The life cycle for it is two days, and I had to collect examples from various life cycle periods. You had to sit in a laboratory two days and nights in order to monitor and collect. Of course, you want to sleep in the second day’s morning. Still, you had to wait two hours, so I took some older examples without some special reason and started to look at them in the microscope. It turned out to be a cosmic beauty. Back then, I made pictures. A coursemate zoomed them and put pictures on the wall. It’s for many issues in science. We, the scientists, consider it self-evident, but a person from outside sees, for instance, the beautiful color of marked cells.
Maybe you should curate an exhibition of volvoxes.
We already had an idea with my colleagues that we should make an exhibition of the best microscopy pictures. We have to learn how to see the beauty in it, because usually, the result is what matters in science. So, it’s good that you have a contact with people from outside, they may recognize this beauty.
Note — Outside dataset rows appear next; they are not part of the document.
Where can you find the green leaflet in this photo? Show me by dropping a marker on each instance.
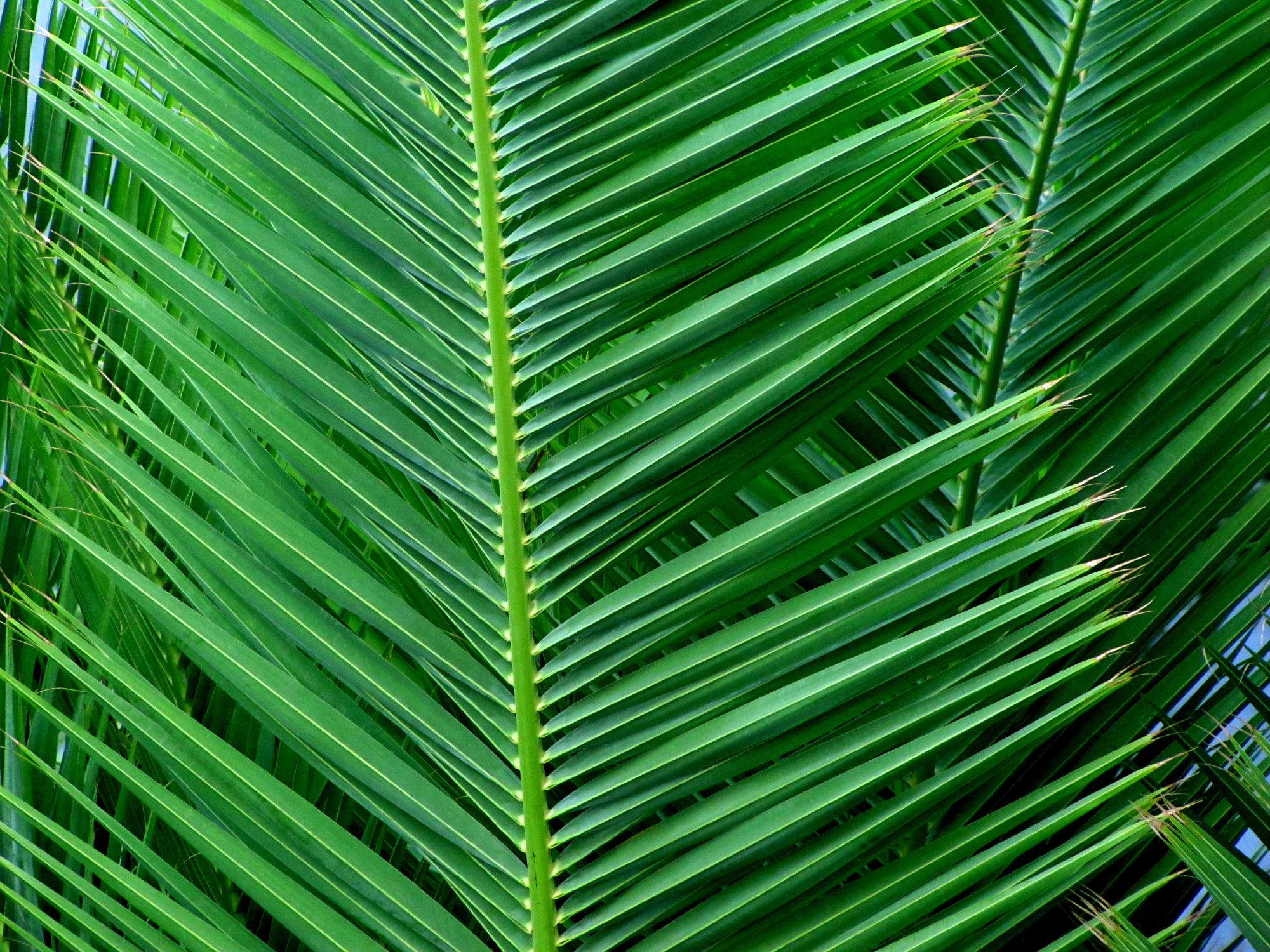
(491, 475)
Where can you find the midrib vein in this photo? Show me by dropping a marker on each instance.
(990, 381)
(543, 912)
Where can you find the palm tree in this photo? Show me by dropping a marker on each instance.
(623, 475)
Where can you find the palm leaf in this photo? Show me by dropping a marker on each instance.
(490, 478)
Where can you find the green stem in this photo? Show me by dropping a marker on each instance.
(538, 854)
(991, 379)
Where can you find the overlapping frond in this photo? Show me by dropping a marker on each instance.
(511, 463)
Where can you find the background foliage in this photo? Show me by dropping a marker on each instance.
(402, 398)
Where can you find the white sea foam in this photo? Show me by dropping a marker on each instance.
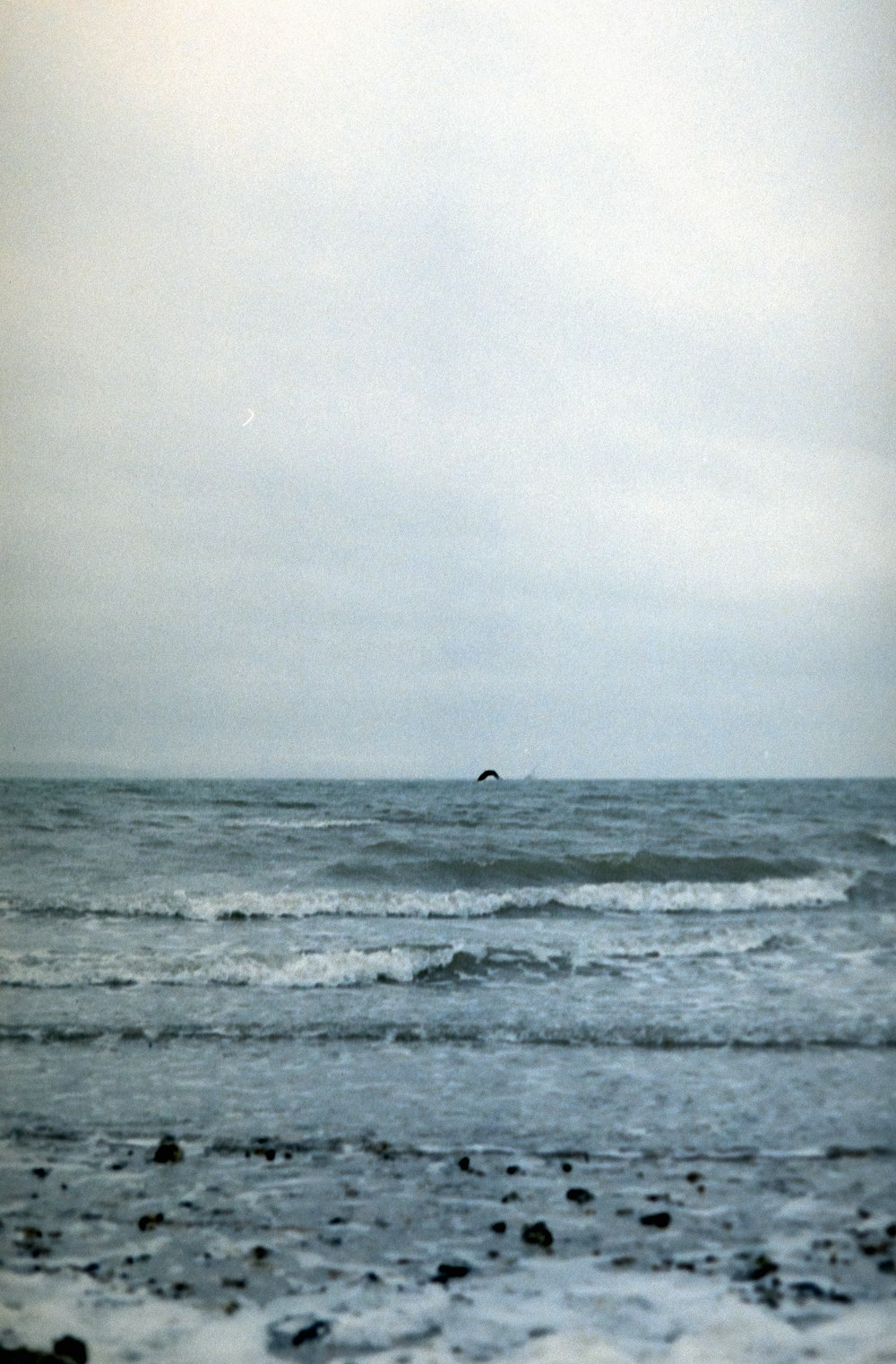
(621, 896)
(562, 1312)
(300, 970)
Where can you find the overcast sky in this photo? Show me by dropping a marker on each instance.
(408, 388)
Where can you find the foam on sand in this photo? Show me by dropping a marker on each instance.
(562, 1312)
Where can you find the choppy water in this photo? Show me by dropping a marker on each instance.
(642, 975)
As previously said, on 27 September, „Scientist Night” events are held around Latvia coordinated by The University of Latvia and cooperation partners. Ruta Muceniece, the professor of the Faculty of Medicine at University of Latvia, will tell about new medicine search in nature as well as research about nature substance use. Līga Grīnberga, the leading researcher of Laboratory of Hydrogen Energy Materials at Institute of Solid State Psyhics, will speak about a passion to technical issues and phyisics of hers and other female scientists. Una Riekstiņa, the associate professor at Faculty of Medicine, will offer an insight into stem cells use in destroyed nerve tissue renewal, but Inese Čakstiņa, the biotechnologist of Cell Transplantation Centre at P.Stradiņš Clinical University Hospital and also the researcher of Faculty of Biology at The University of Latvia, will tell about the following theme „Ceļojums no mikro uz makro” („A journey from micro to macro”). At the end, Elīna Pajuste, the leading researcher at Institute of Chemical Physics of The University of Latvia, will present the following theme „Sieviete un kodolsintēze” („A woman and nucleosynthesis”.
"Science Cafe" is included in the thematic line "Survival Kit" within the "Rīga 2014" programme.